Mechanism to disable devices

In computing, a kill pill is a mechanism or a technology designed to render systems useless either by user command, or under a predefined set of circumstances. Kill pill technology is most commonly used to disable lost or stolen devices for security purposes, but can also be used for the enforcement of rules and contractual obligations.

==Applications==

===Lost and stolen devices===
Kill pill technology is used prominently in smartphones, especially in the disablement of lost or stolen devices. A notable example is Find My iPhone, a service that allows the user to password protect or wipe their iDevice(s) remotely, aiding in the protection of private data. Similar applications exist for other smartphone operating systems, including Android, BlackBerry, and Windows Phone.

===Anti-piracy measure===
Kill pill technology has been notably used as an anti-piracy measure. Windows Vista was released with the ability to severely limit its own functionality if it was determined that the copy was obtained through piracy. The feature was later dropped after complaints that false positives caused genuine copies of Vista to act as though they were pirated.

===Removal of malicious software===
The concept of a kill pill is also applied to the remote removal by a server of malicious files or applications from a client's system.
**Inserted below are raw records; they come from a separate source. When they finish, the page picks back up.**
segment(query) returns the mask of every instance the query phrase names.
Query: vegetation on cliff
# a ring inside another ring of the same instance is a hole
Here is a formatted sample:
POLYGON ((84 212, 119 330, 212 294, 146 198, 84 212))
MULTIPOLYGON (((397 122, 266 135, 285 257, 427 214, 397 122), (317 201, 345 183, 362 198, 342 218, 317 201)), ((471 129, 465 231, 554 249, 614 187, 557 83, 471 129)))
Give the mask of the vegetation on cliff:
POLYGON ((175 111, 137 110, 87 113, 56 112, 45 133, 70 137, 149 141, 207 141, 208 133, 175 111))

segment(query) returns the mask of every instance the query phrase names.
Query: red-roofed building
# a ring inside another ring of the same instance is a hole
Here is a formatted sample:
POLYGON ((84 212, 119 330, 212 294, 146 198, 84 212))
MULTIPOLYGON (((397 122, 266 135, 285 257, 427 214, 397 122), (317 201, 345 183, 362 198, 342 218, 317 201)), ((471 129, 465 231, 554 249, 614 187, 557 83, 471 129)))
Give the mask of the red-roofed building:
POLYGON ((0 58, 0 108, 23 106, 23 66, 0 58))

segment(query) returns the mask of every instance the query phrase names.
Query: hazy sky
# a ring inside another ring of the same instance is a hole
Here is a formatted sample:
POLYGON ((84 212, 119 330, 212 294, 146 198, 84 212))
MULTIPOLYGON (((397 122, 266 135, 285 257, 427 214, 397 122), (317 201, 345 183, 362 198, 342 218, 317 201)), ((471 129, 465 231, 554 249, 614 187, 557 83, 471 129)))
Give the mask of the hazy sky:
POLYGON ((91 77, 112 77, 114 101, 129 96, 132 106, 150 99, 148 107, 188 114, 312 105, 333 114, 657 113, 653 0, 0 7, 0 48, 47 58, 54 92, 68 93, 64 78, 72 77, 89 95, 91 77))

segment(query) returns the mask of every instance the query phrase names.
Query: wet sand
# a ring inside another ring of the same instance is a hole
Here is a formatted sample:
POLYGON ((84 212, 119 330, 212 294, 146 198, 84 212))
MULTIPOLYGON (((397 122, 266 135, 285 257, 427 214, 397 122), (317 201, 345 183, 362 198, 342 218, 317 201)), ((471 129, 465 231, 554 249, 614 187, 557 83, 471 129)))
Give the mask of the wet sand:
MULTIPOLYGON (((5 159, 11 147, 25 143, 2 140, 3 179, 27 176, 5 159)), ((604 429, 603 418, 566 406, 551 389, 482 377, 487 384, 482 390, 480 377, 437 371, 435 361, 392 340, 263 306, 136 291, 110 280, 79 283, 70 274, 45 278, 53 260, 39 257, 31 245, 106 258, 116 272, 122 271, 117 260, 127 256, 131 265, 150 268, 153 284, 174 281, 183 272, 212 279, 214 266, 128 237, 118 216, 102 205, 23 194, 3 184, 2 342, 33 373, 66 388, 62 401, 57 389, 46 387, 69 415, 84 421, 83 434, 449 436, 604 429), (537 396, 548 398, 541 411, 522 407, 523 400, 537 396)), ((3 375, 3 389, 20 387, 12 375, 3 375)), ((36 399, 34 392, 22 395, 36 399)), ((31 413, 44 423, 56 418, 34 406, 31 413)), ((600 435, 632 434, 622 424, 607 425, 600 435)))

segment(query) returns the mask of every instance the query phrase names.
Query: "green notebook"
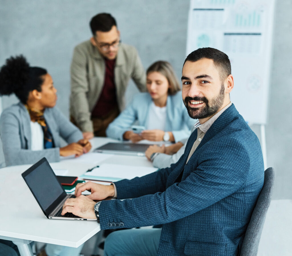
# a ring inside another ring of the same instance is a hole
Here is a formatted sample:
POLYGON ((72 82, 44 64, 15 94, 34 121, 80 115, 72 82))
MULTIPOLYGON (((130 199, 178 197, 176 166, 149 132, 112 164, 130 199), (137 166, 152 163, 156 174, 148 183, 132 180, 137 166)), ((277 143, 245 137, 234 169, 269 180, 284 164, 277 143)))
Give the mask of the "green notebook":
POLYGON ((75 190, 75 187, 78 183, 85 183, 85 180, 77 180, 73 185, 71 186, 62 185, 62 186, 66 193, 71 193, 75 190))

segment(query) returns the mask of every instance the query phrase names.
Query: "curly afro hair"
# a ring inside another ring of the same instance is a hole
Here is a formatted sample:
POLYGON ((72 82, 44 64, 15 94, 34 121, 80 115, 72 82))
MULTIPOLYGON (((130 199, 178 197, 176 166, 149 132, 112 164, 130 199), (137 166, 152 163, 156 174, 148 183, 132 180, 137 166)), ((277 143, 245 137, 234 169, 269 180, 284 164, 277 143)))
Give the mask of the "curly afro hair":
POLYGON ((0 69, 0 95, 14 93, 25 104, 30 92, 34 90, 41 91, 44 81, 41 77, 47 73, 44 69, 30 67, 22 55, 11 57, 0 69))

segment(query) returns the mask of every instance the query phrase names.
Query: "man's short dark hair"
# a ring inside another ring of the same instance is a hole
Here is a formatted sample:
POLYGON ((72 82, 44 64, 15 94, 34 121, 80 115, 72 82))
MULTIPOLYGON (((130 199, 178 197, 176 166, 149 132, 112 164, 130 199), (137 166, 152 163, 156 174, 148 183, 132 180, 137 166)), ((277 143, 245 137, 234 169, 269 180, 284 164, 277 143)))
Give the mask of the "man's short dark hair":
POLYGON ((91 32, 94 36, 96 31, 107 32, 110 31, 113 26, 117 26, 114 18, 109 13, 98 13, 93 17, 89 23, 91 32))
POLYGON ((199 48, 191 53, 185 59, 184 65, 186 61, 194 62, 204 58, 213 60, 214 65, 219 69, 222 81, 231 74, 231 66, 228 56, 223 52, 209 47, 199 48))

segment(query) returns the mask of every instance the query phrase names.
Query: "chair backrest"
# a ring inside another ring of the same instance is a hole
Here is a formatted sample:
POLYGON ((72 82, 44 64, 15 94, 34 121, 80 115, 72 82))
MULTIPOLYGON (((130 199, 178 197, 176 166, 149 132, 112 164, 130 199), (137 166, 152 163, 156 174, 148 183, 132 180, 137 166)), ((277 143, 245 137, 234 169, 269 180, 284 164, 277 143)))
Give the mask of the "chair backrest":
POLYGON ((271 203, 275 179, 275 172, 272 167, 265 171, 264 185, 247 227, 242 242, 240 256, 256 256, 262 231, 268 208, 271 203))

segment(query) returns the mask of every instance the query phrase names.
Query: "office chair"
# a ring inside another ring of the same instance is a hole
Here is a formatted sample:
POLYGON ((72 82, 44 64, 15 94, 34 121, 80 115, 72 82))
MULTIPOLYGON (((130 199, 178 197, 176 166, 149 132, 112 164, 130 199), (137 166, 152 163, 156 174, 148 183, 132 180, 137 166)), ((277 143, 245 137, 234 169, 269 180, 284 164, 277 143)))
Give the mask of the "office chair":
POLYGON ((268 168, 265 171, 264 185, 247 227, 239 256, 256 256, 258 254, 264 223, 271 202, 274 179, 274 169, 268 168))

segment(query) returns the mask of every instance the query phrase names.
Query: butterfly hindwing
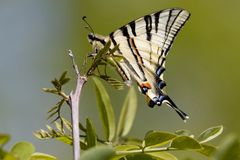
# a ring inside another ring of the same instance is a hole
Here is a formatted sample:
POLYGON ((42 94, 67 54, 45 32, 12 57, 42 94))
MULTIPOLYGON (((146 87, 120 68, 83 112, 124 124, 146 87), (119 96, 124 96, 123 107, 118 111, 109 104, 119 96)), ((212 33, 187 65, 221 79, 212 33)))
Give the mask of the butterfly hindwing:
POLYGON ((97 44, 104 46, 108 41, 111 41, 110 49, 119 45, 114 54, 124 58, 115 63, 123 80, 134 79, 149 99, 150 107, 166 103, 184 120, 188 116, 163 90, 166 86, 163 73, 168 51, 189 16, 189 12, 183 9, 166 9, 132 21, 107 37, 88 36, 93 47, 97 44))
Such technology is a standard component of most handheld computing devices, mainly due to their generally more limited operating systems and means of obtaining applications. Such functionality is also reportedly available to applications downloaded from the Windows Store on Windows 8 operating systems.

===Vehicles===
Kill pill technology is used frequently in vehicles for a variety of reasons. Remote vehicle disablement can be used to prevent a vehicle from starting, to prevent it from moving, and to prevent the vehicle's continued operation. Non-remotely, vehicles can require driver recognition before starting or moving, such as asking for a password or some form of biometrics from the driver.

Kill pill technology is often used by governments to prevent drunk driving by repeat offenders as a punishment and deterrent. The installation of an ignition interlock devices is a sentencing alternative for drunk drivers in almost all 50 of the United States. Such a device requires the driver to blow into a breathalyzer before starting the vehicle. If the driver is found to be over the legal blood alcohol content limit, the vehicle will not start

===Other uses===
Kill pill technology can also be implemented to contextually disable certain aspects of a smartphone's functionality. A patent obtained by Apple claims the ability to disable the antenna, screen, or camera of a smartphone in settings like theaters, schools, and areas of high security sensitivity.

==Criticism==
Kill pill technology has been criticized for allowing for the suppression of personal liberties. While a kill pill can be utilized in a school setting to prevent academic dishonesty, it has been suggested that governments may also use it to suppress their people, for example, by disabling a phone's camera or antenna in the area of a protest.

The ability to remotely remove files and applications from a user's device has also come under fire. Apple's apparent ability to blacklist applications, rendering them unusable on any iDevice, has raised concerns about the user's rights when downloading from the App Store. As of July 2014, no applications appear on Apple's blacklist website.